Character (WAS: COL49 - Chap 2: San Narciso as a circuit board)
David Morris
fqmorris at gmail.com
Fri May 15 09:18:32 CDT 2009
I agree w/ Malignd.
Pynchon novels are the embodiment of what he calls "wrong" in SL
intro, no matter how much he protests: "begin with a theme, symbol
or other abstract unifying agent, and then try to force characters and
events to conform to it."
This is exactly what he does in all his novels, GR being his finest
example. His saving grace is that he can write amazingly beautiful
prose. His downfall is when he tries to stuff too many themes and
examples into one novel, losing focus, AtD being the most egregious
example.
David Morris
On Thu, May 14, 2009 at 4:16 PM, <malignd at aol.com> wrote:
> He's either putting Hollander on or he's deluded. He's certainly not describing what he writes.
>
> -----Original Message-----
> From: Tore Rye Andersen <torerye at hotmail.com>
>When he disparages "Entropy" in his introduction to Slow Learner, for instance, he writes:
>
> "The story is a fine example of a procedural error beginning writers are always being cautioned against.
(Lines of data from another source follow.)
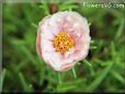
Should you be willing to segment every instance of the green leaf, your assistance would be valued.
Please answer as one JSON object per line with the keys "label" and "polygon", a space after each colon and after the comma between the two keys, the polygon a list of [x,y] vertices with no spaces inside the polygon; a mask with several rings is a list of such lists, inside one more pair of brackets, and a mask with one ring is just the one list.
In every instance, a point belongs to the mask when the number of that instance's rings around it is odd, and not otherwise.
{"label": "green leaf", "polygon": [[122,33],[123,33],[123,28],[124,28],[124,19],[122,19],[120,27],[118,27],[118,30],[116,32],[116,35],[115,35],[115,39],[116,40],[120,39],[120,37],[121,37]]}
{"label": "green leaf", "polygon": [[5,75],[7,75],[7,69],[3,69],[2,74],[0,77],[0,92],[2,91],[2,86],[3,86]]}
{"label": "green leaf", "polygon": [[86,89],[86,91],[94,91],[106,78],[114,62],[109,62],[107,67],[100,72],[100,75],[93,80],[93,82]]}
{"label": "green leaf", "polygon": [[120,81],[121,83],[125,84],[124,78],[116,71],[111,71],[111,74],[117,79],[117,81]]}
{"label": "green leaf", "polygon": [[83,62],[88,66],[88,67],[91,67],[92,68],[92,64],[88,61],[88,60],[83,60]]}
{"label": "green leaf", "polygon": [[77,73],[76,73],[76,69],[75,69],[75,67],[72,67],[72,74],[73,74],[73,77],[75,77],[75,79],[77,79]]}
It is simply wrong to begin with a theme, symbol or other abstract unifying agent, and then try to force characters and events to conform to it."
>
> And this idea is echoed in a letter to Charles Hollander from 1981:
>
> "[...] I don't write "novels of ideas."Plot and character come first, just like with most other folk's stuff, and the heavy thotz and capitalized references and shit are in there to advance action, set scenes, fill in characters and so forth, and the less of it I have to do, the better for me cause I'm lazy."